Polícia

Mulher será investigada sob suspeita de esfaquear um gato em Jundiaí

A acusada teria colocado o gato no quintal já com ferimentos graves


Jornal de Jundiaí
O animal entrou na casa da vizinha, que teria o colocado para fora já ferido gravemente
Crédito: Jornal de Jundiaí

Uma moradora no bairro Jardim Fepasa, em Jundiaí, será investigada pela Polícia Civil sob acusações feitas por sua vizinha, de ter esfaqueado o gato dela no pescoço, na noite deste domingo (13). O animal foi socorrido por sua tutora ao veterinário com sinais de escalpelamento.

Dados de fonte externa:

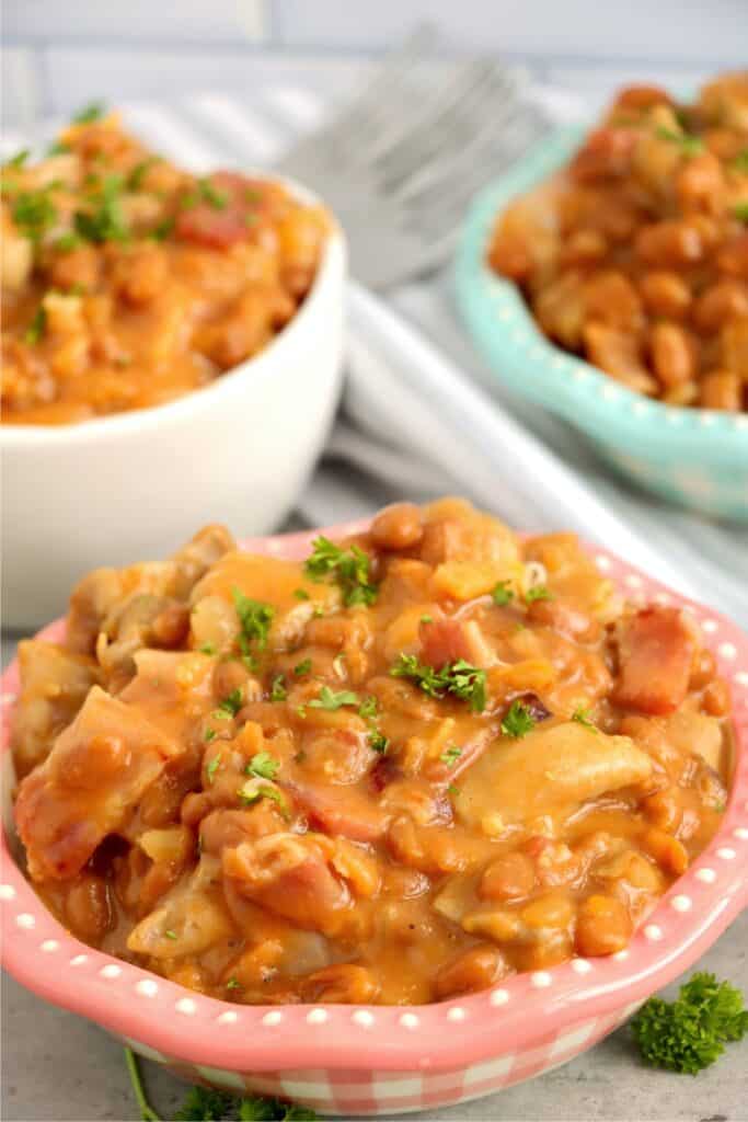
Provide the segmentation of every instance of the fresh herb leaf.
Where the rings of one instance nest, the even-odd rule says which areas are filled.
[[[2,165],[3,171],[9,167],[20,169],[30,155],[31,155],[30,148],[21,148],[21,150],[17,151],[15,156],[11,156],[10,159],[6,160],[6,163]]]
[[[236,717],[243,703],[243,695],[241,689],[237,687],[236,690],[231,690],[228,698],[223,698],[214,714],[216,717]]]
[[[74,125],[91,125],[92,121],[99,121],[107,112],[107,105],[103,101],[90,101],[87,105],[80,109],[73,118]]]
[[[704,150],[701,137],[695,137],[691,132],[676,132],[675,129],[668,129],[664,125],[661,125],[657,128],[657,136],[661,140],[669,140],[671,144],[676,144],[684,156],[698,156],[699,153]]]
[[[286,679],[284,674],[276,674],[273,679],[273,686],[270,687],[270,700],[285,701],[287,697],[288,690],[286,689]]]
[[[100,188],[89,200],[90,209],[76,211],[73,215],[75,229],[82,238],[96,245],[127,241],[130,230],[122,212],[121,193],[121,176],[104,176]]]
[[[486,708],[486,671],[472,666],[464,659],[434,670],[418,662],[415,654],[400,653],[389,672],[393,678],[409,678],[428,697],[441,700],[451,693],[468,701],[472,712],[482,712]]]
[[[748,1032],[748,1010],[735,986],[698,973],[681,986],[676,1001],[645,1002],[631,1031],[647,1064],[696,1075],[722,1055],[728,1041]]]
[[[247,775],[259,775],[260,779],[275,779],[280,771],[280,761],[269,752],[257,752],[244,769]]]
[[[81,239],[77,233],[73,233],[68,230],[67,233],[61,233],[55,242],[55,249],[59,250],[61,254],[70,254],[73,249],[77,249],[81,245]]]
[[[512,701],[501,721],[504,735],[519,739],[527,736],[533,728],[535,728],[535,718],[527,706],[519,700]]]
[[[376,717],[378,710],[379,710],[379,701],[377,700],[376,697],[370,696],[368,698],[364,698],[361,705],[359,706],[359,717],[363,717],[364,720],[368,720],[369,717]]]
[[[250,596],[244,596],[239,588],[231,589],[231,597],[241,626],[238,638],[239,650],[243,655],[250,655],[251,644],[256,643],[257,649],[264,651],[275,617],[275,608],[270,604],[264,604],[261,600],[253,600]]]
[[[553,594],[545,585],[533,585],[525,592],[525,604],[535,604],[536,600],[552,600]]]
[[[384,756],[389,747],[389,739],[378,728],[372,728],[369,733],[369,747]]]
[[[31,322],[24,332],[24,342],[27,342],[30,347],[34,347],[41,340],[46,329],[47,329],[47,313],[44,309],[44,304],[39,304],[36,312],[31,316]]]
[[[515,594],[509,588],[508,580],[500,580],[496,588],[491,591],[491,599],[495,604],[498,604],[500,608],[502,608],[506,604],[509,604],[510,600],[514,600],[514,598]]]
[[[221,766],[221,753],[219,752],[218,756],[213,756],[213,758],[209,762],[207,766],[205,767],[205,774],[207,775],[209,783],[213,782],[213,780],[215,779],[215,773],[220,766]]]
[[[578,709],[574,709],[572,714],[572,720],[575,720],[578,725],[584,725],[585,728],[592,729],[593,733],[598,732],[598,727],[592,720],[592,715],[590,714],[590,710],[585,709],[583,706],[580,706]]]
[[[371,582],[371,559],[368,553],[352,545],[343,550],[329,537],[320,536],[312,542],[313,552],[304,563],[304,571],[312,580],[330,578],[339,585],[343,603],[348,607],[355,604],[371,605],[377,599],[377,587]]]
[[[320,690],[320,697],[313,698],[312,701],[306,702],[310,709],[341,709],[345,705],[358,705],[359,696],[353,693],[352,690],[339,690],[335,692],[331,690],[329,686],[323,686]]]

A dona do bicho, uma idosa de 76 anos, contou à Polícia que sua casa fica em um terreno com quintal compartilhado por outras residências, e que não estava no local na hora do crime. Ela disse que foi acionada por telefone pelo seu filho que, desesperado, pedia que ela voltasse embora porque o animal havia entrado na casa de uma vizinha neste mesmo terreno, sendo jogado pela moradora para fora todo ensanguentado.

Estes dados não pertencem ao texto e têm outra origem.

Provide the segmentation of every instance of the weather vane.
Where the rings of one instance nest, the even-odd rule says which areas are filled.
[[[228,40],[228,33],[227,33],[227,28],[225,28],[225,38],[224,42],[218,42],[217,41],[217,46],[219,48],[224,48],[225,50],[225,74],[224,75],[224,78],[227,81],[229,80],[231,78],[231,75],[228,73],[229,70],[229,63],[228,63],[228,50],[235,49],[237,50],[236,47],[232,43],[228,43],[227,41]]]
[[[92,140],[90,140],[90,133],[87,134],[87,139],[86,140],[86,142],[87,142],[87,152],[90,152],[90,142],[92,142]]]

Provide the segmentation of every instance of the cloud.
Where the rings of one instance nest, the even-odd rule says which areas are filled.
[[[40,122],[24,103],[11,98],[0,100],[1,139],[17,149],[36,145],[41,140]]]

Ela imediatamente retornou e socorreu o bicho a uma clínica veterinária, em estado grave, sendo necessários vários pontos para costurar o corte profundo provocado pelo golpe que sofreu. O felino segue em observação.

O delegado Marcos Luchesi Farias determinou a elaboração da ocorrência como 'praticar ato de abuso a animais, direcionando a investigação para o 2º DP.

Leis mais rígidas
Em sessão remota realizada na última quarta-feira (9), o Plenário do Senado aprovou projeto que aumenta as penas para maus-tratos a cães e gatos (PL1.095/2019). O texto foi aprovado na Câmara no final do ano passado e segue agora para a sanção.

Pela proposta, a prática de abuso, maus-tratos, ferimento ou mutilação a cães e gatos será punida com pena de reclusão, de dois a cinco anos, além de multa e proibição de guarda. Hoje, a pena é de detenção de três meses a um ano e multa — dentro do item que abrange todos os animais. O projeto altera a Lei de Crimes Ambientais (Lei9.605, de 1998) para criar um item específico para cães e gatos, animais domésticos mais comuns e principais vítimas.